Bericht des Wehrbeauftragten

Der Bericht des Wehrbeauftragten wurde am 16. März 2010 vorgestellt. Er ist mittlerweile im Internet verfügbar, die Presse hat ausführlich berichtet. Die einführenden Worte von Reinhold Robbe sind weniger bekannt, aber lesenswert. Daher möchte ich sie an dieser Stelle unkommentiert veröffentlichen:

“Wenn ich rückblickend auf das Berichtsjahr 2009 schaue, dann fallen mir zunächst einmal folgende Namen ein:
Sergej Motz
Alexander Schleiernick
Martin Brunn
Oleg Meiling
Patric Sauer
Diese Namen werden Ihnen nicht unbedingt etwas sagen. Es sind die Namen von fünf jungen Menschen, die ihr Leben noch vor sich hatten. Es sind die Namen von fünf Bundeswehr-Soldaten, die vom Deutschen Bundestag in den  Auslandseinsatz nach Afghanistan entsandt wurden. Es sind die Namen von fünf Menschen, die aus tiefer Überzeugung Soldat wurden, weil sie etwas leisten wollten für ihr Land. Und es sind die Namen der Soldaten, deren Tod wir im
vergangenen Jahr zu beklagen hatten. Die für unser Land gefallen sind. Und es sind die Namen der Soldaten, die nicht in Vergessenheit geraten dürfen. Aber es sind nicht nur die gefallenen Soldaten, vor deren Särge ich im vergangenen Jahr stand und die somit für mich ganz persönlich eine emotionale und nicht vergleichbare Bedeutung haben.

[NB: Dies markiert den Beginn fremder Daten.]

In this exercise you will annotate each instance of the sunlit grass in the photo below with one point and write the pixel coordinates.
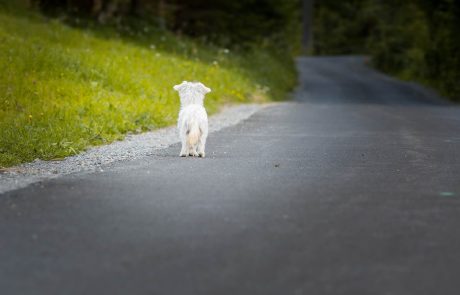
(63, 89)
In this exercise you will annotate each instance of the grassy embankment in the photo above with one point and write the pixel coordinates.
(63, 89)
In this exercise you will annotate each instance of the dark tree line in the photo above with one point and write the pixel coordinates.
(222, 21)
(414, 39)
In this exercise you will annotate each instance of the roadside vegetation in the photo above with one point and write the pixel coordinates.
(413, 40)
(70, 81)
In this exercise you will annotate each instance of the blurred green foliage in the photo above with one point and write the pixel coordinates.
(74, 80)
(414, 40)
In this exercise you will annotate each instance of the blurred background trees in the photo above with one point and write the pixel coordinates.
(413, 39)
(226, 23)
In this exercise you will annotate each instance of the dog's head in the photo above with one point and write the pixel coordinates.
(191, 92)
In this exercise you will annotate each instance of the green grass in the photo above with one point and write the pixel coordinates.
(64, 88)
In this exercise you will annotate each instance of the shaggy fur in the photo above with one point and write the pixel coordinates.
(193, 120)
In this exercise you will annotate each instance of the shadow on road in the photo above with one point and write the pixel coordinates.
(333, 80)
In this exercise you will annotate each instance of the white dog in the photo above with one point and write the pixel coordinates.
(193, 120)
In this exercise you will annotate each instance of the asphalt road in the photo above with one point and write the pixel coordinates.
(352, 189)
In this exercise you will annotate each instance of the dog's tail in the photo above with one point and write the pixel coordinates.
(193, 133)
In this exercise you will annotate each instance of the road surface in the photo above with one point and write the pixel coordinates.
(353, 188)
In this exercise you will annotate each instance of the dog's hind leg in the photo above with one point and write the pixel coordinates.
(201, 146)
(184, 149)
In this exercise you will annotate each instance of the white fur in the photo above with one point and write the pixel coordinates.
(193, 120)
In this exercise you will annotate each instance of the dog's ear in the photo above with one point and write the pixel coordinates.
(203, 88)
(180, 86)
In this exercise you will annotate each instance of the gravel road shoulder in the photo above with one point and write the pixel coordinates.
(132, 147)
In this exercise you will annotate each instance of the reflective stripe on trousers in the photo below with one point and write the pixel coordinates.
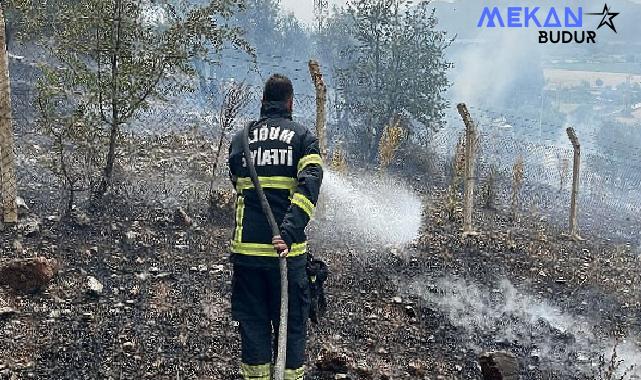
(263, 372)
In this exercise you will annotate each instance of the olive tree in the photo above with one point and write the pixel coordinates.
(110, 59)
(396, 66)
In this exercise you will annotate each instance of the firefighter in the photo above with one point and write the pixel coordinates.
(288, 162)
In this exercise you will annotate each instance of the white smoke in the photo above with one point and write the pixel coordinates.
(507, 315)
(370, 209)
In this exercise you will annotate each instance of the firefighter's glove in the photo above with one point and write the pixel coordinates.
(317, 273)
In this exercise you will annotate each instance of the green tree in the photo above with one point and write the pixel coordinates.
(397, 67)
(110, 59)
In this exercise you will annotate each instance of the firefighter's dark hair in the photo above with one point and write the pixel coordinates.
(278, 88)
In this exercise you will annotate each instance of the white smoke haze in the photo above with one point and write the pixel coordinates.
(489, 69)
(538, 329)
(371, 209)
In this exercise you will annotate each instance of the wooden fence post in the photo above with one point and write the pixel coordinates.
(574, 226)
(321, 100)
(8, 186)
(470, 152)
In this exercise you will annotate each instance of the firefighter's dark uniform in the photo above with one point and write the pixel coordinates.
(288, 162)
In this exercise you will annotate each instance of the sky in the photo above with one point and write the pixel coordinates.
(304, 9)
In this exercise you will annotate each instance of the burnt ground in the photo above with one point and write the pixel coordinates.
(164, 311)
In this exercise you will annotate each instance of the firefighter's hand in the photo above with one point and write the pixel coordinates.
(280, 246)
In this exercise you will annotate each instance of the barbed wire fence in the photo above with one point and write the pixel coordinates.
(610, 184)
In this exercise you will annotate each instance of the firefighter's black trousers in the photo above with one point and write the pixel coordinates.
(256, 306)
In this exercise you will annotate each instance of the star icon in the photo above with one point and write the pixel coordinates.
(607, 18)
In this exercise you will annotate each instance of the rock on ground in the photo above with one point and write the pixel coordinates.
(28, 275)
(499, 366)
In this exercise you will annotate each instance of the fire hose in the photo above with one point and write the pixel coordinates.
(279, 368)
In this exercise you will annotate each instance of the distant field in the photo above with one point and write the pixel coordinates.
(562, 77)
(625, 68)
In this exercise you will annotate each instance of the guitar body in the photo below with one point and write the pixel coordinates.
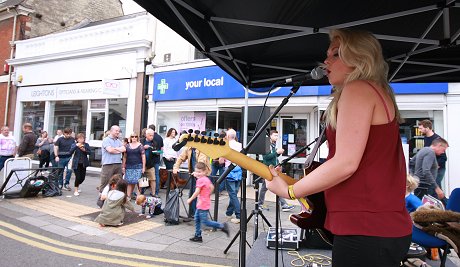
(316, 219)
(313, 220)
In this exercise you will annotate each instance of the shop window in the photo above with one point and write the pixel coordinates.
(68, 114)
(232, 120)
(117, 114)
(409, 131)
(34, 113)
(199, 55)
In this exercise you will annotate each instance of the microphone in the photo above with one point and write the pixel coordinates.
(315, 74)
(178, 145)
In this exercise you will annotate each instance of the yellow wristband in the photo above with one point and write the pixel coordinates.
(291, 192)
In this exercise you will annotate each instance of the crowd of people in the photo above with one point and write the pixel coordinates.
(363, 178)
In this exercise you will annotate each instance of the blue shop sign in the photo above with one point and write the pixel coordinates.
(212, 82)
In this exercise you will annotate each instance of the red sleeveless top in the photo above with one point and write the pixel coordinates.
(371, 202)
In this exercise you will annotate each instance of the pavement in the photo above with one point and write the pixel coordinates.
(65, 216)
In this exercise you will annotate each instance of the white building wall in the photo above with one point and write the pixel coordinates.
(452, 129)
(169, 42)
(85, 57)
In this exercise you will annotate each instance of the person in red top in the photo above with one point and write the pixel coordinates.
(364, 177)
(203, 191)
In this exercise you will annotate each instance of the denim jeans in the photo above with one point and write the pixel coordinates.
(201, 217)
(440, 176)
(157, 178)
(263, 189)
(218, 170)
(64, 162)
(2, 161)
(234, 202)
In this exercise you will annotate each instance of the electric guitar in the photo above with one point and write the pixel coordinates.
(216, 147)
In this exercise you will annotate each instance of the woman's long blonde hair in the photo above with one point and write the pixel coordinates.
(363, 52)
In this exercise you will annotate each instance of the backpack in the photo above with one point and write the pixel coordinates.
(51, 188)
(171, 209)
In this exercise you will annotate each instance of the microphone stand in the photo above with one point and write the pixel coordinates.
(297, 153)
(243, 226)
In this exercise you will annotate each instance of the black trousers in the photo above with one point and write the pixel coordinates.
(80, 175)
(365, 251)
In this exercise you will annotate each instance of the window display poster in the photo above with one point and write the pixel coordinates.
(192, 120)
(291, 149)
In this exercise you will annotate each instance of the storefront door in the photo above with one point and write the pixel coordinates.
(293, 135)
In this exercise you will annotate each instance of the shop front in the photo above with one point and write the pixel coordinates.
(208, 99)
(89, 108)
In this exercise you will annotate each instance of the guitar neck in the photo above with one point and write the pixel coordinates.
(255, 166)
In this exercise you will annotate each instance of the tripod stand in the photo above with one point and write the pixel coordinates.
(256, 212)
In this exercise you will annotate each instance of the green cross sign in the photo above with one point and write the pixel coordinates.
(162, 86)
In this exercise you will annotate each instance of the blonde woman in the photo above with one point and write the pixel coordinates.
(133, 163)
(364, 177)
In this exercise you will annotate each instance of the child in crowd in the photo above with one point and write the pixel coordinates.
(80, 151)
(203, 191)
(113, 210)
(152, 203)
(111, 186)
(412, 201)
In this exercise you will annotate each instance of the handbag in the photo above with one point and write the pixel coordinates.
(143, 181)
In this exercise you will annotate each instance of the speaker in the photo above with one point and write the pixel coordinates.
(262, 144)
(32, 186)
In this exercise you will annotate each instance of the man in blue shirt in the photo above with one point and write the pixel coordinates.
(426, 128)
(150, 147)
(63, 156)
(112, 149)
(157, 157)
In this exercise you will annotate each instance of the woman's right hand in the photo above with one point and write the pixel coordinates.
(277, 185)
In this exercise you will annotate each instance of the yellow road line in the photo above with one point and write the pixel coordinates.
(72, 253)
(103, 251)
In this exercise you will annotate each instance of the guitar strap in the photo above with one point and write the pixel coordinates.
(319, 141)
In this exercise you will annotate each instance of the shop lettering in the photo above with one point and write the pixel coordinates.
(79, 91)
(37, 93)
(205, 82)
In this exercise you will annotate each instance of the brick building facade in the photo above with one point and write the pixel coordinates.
(23, 19)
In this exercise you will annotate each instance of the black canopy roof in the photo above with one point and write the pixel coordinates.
(261, 41)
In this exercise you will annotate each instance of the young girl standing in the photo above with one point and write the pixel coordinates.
(80, 162)
(203, 191)
(113, 210)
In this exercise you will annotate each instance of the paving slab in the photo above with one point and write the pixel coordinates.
(33, 221)
(87, 230)
(59, 230)
(10, 213)
(129, 243)
(145, 236)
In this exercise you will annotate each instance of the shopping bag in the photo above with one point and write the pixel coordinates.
(143, 181)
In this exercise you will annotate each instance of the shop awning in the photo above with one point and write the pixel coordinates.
(262, 41)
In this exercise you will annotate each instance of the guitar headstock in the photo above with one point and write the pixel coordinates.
(214, 147)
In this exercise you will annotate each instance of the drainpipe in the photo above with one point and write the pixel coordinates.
(145, 91)
(10, 68)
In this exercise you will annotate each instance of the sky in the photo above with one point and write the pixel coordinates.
(129, 7)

Es sind auch die 36 schwer verwundeten Soldaten und die 418 offiziell registrierten Soldatinnen und Soldaten, die mit
posttraumatischen Belastungsstörungen aus dem Einsatz zurückkehrten.

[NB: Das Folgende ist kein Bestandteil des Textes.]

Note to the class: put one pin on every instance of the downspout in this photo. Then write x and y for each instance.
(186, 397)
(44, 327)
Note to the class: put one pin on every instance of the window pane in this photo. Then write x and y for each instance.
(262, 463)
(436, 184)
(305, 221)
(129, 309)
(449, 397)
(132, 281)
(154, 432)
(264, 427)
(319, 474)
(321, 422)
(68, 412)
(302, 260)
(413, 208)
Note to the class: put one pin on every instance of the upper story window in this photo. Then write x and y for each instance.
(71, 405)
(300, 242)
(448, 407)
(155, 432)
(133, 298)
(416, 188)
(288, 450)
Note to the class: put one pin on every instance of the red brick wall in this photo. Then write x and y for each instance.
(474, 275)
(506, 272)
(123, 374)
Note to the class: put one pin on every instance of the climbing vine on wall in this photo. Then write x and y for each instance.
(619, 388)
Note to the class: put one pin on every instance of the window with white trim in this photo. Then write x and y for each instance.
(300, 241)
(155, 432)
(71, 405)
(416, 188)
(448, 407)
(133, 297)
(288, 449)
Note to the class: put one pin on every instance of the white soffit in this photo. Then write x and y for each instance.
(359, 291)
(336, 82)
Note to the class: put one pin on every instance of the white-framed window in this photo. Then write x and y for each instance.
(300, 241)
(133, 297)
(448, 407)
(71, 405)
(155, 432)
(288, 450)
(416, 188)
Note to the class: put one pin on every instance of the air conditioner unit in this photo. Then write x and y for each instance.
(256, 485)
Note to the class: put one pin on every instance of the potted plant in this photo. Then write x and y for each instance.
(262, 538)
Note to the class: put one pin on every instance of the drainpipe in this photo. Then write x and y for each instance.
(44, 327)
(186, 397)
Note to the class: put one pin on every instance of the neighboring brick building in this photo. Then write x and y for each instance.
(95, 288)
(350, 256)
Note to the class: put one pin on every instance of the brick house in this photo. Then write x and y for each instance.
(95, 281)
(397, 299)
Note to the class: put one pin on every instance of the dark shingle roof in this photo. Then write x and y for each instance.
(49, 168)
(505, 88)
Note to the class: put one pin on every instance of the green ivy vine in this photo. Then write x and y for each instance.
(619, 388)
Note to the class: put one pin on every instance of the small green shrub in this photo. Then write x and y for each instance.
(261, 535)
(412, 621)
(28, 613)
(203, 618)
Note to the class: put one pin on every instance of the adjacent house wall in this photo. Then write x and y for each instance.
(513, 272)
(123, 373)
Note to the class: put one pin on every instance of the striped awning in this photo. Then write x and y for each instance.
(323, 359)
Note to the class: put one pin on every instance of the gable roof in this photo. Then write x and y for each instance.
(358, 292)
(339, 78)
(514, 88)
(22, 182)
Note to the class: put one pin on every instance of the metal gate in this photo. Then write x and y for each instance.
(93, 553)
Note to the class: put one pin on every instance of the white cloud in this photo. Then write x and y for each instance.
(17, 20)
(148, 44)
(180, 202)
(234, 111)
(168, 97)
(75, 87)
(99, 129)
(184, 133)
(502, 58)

Denn diese menschlichen Schicksale spiegeln in realistischer und zum Teil für die Betroffenen auch in brutaler Weise wider, was es für unsere Soldatinnen und Soldaten heute bedeutet, in einer Einsatzarmee seinen Dienst zu leisten. Diese Schicksale zeigen aber auch, worauf sich das Hauptaugenmerk richten sollte, wenn es um die Gesamtbewertung der Bundeswehr geht.
Und nicht zuletzt lässt sich daran aufzeigen, dass Defizite und kritikwürdige Themen nicht nur mit Unterfinanzierung, sondern auch mit grundsätzlichen Strukturproblemen zu tun haben. Ich will Ihnen das am Beispiel eines 25jährigen Stabsgefreiten erläutern, den ich Ende letzten Jahres im Bundeswehrkrankenhaus hier in Berlin besuchte. Dieser  Soldat wurde bei einem der vielen Gefechte des vergangenen Jahres im Raum Kunduz schwer verwundet. Neben Splitterverletzungen waren es vor allem großflächige Brandverletzungen an den Beinen, die seinen Körper zeichneten.

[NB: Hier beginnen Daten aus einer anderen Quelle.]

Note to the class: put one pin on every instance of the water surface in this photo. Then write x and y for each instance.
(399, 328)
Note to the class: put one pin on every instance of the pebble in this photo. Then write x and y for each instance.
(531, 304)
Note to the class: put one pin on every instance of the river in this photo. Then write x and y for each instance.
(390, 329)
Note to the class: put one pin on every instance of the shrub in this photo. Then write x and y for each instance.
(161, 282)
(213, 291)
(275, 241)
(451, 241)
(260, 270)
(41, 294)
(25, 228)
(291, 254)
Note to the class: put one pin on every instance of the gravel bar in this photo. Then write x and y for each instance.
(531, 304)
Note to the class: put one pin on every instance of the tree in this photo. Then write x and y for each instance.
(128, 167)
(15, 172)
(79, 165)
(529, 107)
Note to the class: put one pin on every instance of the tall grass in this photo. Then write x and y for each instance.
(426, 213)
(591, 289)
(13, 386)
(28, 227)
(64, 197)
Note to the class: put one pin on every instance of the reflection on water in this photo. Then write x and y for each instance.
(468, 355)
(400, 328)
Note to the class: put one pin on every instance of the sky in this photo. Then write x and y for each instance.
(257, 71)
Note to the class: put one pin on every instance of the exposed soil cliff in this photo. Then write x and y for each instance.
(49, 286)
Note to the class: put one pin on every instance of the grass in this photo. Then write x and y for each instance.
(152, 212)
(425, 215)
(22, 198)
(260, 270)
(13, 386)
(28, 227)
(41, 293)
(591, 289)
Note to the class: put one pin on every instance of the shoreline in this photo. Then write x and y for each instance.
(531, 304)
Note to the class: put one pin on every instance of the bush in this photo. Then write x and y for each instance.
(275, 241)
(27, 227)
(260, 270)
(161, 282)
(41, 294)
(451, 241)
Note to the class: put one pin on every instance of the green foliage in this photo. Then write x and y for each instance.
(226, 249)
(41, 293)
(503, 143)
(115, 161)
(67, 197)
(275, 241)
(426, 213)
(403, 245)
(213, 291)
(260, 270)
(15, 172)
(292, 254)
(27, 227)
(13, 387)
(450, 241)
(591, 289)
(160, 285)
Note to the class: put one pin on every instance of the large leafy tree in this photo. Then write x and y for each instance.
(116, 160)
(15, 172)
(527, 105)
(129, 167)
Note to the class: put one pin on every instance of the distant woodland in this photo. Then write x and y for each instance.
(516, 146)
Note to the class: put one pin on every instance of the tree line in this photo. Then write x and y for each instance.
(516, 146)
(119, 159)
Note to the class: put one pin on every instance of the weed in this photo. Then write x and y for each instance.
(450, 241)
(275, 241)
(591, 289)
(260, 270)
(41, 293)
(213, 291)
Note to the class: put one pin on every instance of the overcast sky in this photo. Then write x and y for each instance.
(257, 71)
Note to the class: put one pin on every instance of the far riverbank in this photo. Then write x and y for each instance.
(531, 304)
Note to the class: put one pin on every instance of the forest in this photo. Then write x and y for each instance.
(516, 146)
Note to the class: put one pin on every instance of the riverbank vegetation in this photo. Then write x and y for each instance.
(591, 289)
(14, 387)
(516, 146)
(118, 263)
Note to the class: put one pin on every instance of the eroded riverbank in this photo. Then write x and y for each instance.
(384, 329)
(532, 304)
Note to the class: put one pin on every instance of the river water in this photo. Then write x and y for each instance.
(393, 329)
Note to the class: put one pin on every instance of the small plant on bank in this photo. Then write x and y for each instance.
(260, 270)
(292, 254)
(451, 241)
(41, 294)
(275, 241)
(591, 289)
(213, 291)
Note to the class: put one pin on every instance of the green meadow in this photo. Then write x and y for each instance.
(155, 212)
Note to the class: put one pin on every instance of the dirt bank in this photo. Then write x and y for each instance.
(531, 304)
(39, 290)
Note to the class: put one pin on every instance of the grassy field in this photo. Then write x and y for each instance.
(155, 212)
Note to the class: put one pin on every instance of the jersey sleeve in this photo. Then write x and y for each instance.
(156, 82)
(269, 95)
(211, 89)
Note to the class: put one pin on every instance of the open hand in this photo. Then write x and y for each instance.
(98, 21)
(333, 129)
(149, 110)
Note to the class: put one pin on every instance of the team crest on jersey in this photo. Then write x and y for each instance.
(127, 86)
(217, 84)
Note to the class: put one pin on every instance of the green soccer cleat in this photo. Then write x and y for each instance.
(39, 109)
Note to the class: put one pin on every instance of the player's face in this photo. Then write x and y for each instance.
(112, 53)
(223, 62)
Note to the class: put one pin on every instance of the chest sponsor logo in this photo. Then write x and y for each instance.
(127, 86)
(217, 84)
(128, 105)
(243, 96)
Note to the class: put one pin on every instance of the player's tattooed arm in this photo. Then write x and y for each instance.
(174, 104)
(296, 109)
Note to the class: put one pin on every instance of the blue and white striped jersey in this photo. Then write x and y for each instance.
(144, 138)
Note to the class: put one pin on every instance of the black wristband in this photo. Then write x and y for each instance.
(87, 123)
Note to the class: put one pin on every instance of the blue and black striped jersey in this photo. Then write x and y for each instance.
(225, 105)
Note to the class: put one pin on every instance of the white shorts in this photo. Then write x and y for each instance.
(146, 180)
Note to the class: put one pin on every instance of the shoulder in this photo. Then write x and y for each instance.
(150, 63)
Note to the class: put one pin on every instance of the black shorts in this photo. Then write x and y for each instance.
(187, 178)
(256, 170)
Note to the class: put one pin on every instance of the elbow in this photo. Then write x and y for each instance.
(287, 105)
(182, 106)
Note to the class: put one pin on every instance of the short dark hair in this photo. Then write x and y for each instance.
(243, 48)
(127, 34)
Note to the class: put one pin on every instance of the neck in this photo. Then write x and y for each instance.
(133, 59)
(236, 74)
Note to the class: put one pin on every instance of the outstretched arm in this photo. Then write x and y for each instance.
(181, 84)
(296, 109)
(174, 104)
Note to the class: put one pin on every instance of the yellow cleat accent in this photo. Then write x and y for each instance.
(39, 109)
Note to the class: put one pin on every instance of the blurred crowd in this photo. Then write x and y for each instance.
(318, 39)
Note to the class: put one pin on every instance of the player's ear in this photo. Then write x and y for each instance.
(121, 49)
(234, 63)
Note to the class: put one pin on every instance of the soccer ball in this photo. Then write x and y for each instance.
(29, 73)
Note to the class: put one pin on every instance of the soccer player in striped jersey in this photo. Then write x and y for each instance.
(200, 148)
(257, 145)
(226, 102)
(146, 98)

Die Erstversorgung durch die Sanitäter im Einsatz innerhalb der sogenannten „Goldenen Stunde“ im Lazarett des  Feldlagers hatte gut geklappt. Auch der Rücktransport mit dem Medivac‐Airbus von Afghanistan nach Deutschland verlief ohne Probleme. Die Weiterbehandlung konnte aber nicht wie üblich im Zentralkrankenhaus in Koblenz erfolgen, weil man dort die Abteilung für Schwerstbrandverletzungen wegen Ärztemangel geschlossen hatte. So erfolgte die Überführung nach Berlin in das zivile Unfallkrankenhaus Marzahn. Für die Behandlung dort musste allerdings ein Bundeswehrsanitäter hinzugezogen werden, weil sich die zivilen Ärzte naturgemäß schwer taten, die doch recht eigene Sprache und Terminologie der Bundeswehr zu verstehen. Die Weiterbehandlung des Soldaten erfolgte schließlich im Berliner Bundeswehrkrankenhaus. Bei meinem ersten Krankenbesuch fiel mir auf, dass der Stabsgefreite nicht auf seine eigenen, durch die Brandwunden entstellten Beine schauen konnte. Und wenn der Soldat im Fernsehen Explosionen zu sehen bekam, musste er sofort den Apparat ausschalten. Wie er mir sagte, würde er nicht nur unter seinen äußeren Verletzungen leiden, sondern auch unter den seelischen.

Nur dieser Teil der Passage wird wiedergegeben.